Flexible Usage: Classic car insurance places no mileage limits on how you choose to enjoy your vehicle.
Optional Cash Settlement: You can choose a cash settlement if the damage to your classic car is more than half of its agreed value.
Inflation Protection: Unlike ordinary cars, most collectibles tend to appreciate rather than depreciate over time. Some classic insurers automatically increase the value of your collectible by a certain percentage every quarter or year. That allows your policy to keep up with your vehicle’s worth.
Additional classic car insurance options include:
- Spare parts coverage
- Emergency roadside assistance
- Trip interruption
- Auto show medical
- Veterinary coverage (in case your pet gets injured riding in your collectible)
Driver and mileage restrictions for classic car insurance
In the interest of managing risk, some classic car insurers request that you don’t use your beauty for daily commutes. Nor can you let anyone under age 25 drive it. Commuting would put your prize ride in the middle of more traffic, and younger drivers are statistically more likely to get into an accident.
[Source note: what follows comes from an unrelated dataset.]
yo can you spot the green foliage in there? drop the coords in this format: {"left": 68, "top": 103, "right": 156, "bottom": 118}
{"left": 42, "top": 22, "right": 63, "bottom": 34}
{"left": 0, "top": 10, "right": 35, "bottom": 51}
However, leading classic insurers make these adjustments by factoring mileage and youth drivers into their underwriting or they require a second daily-use vehicle. That helps to avoid the awkward appearance of discouraging collectors from fully enjoying their pastime. Gillespie says they squelch the use of deductibles for the same reason.
“Typically, we write the policies with a zero deductible. That’s because we want to make sure that a painful situation (a claim) is as painless as possible,” she explains. “Because some of these vehicles make people cry, they have such a different connection to them than to regular-use vehicles. We do require that they have regular-use vehicles in order for us to write a policy. That makes sure these vehicles aren’t used as a backup or daily driver. But they’re cars; we want to make sure that people enjoy them.”